The Importance of Keeping Order

In the current economic environment, having the best handle on their structured finance portfolios will also give participants the best chances of survival and prepare them for any market pickup. The evolution of the market has likewise brought up new issues on the asset servicing front.

The market changes have highlighted a number of general problems with the way structured finance portfolios were managed previously. The overriding theme is that managers must be able to understand the asset and its associated risks and have the ability to prove they have full control of the portfolio and be able to assess the investment's value both up front and then on an ongoing basis.

The U.K. scheme, for example, requires issuers to adhere to the ESF designed RMBS Issuer Principles for Transparency and Disclosure, Version 1, issued in February 2009. "Importantly, this plan will i mprove transparency and consistency for pre- and post-issuance disclosure," said Rick Watson, managing director of Securities Industry and Financial Markets Association and ESF.

Angheben said that 14 U.K. lenders that issued RMBS have endorsed the principles representing 70% of cumulative issuance. These 14 institutions plan to start issuing new transactions from their 19 RMBS programs from the end of this year according to the new industry standards.

In continental Europe, however, only a handful of Dutch entities have endorsed the principles, and it still remains a challenge to get a broader consensus. One reason is that the continental housing market has not declined as sharply as in the U.K.

Another reason is that there are still a number of market players experiencing issues with their IT systems because of the recent spate of mergers dominating the continent in the past few years. These IT systems are, in some cases, not fully integrated, and it takes time with substantial costs involved to merge them. "It could be potentially that those who do move to endorse the principles are at a competitive advantage to the ones that are not using the post-issuance template," Angheben said. He suspected that the major players on the continent will move to implement the principles almost all at once, as happened in the U.K.

"In Europe there are more issues with respect to data consistency across the geographical regions than in the U.S. - but industry bodies like the ESF are working to standardize this, e.g., the standard issuer report templates," Long said.

The mandated requirements being placed on business units managing structured finance operations and portfolios are absolutely the same on both sides of the continent. And while the road to recovery is pock-marked with many bumps, issues such as standardization of reporting standards have really found some momentum.

"Our business model has always been to really provide this standardized operating environment - this means having the strong backbone that banks, asset managers/administrators and other specialist managers need but with the ability to tweak it so it can meet the unique deal structuring, operating and disclosure guidelines of any type of structured finance business," Long said. "The market is validating a lot of the work we have been doing for years.

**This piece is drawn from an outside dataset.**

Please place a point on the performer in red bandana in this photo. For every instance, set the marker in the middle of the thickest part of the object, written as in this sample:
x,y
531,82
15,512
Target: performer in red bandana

"Another key differentiator and continued driver for us is the way we integrate front office deal data and cashflows into risk, operations and accounting," Long said. "People often manage this integration manually, which creates operational risk and ongoing administration challenges. With Principia you can just plug in the CUSIPs and it flows the factors and cashflows through the entire operation, allowing control of incorrect or late information coming from the deal."

He added that Principia is working with all the leading data providers such as Intex, Markit, Standard & Poor's and Lewtan.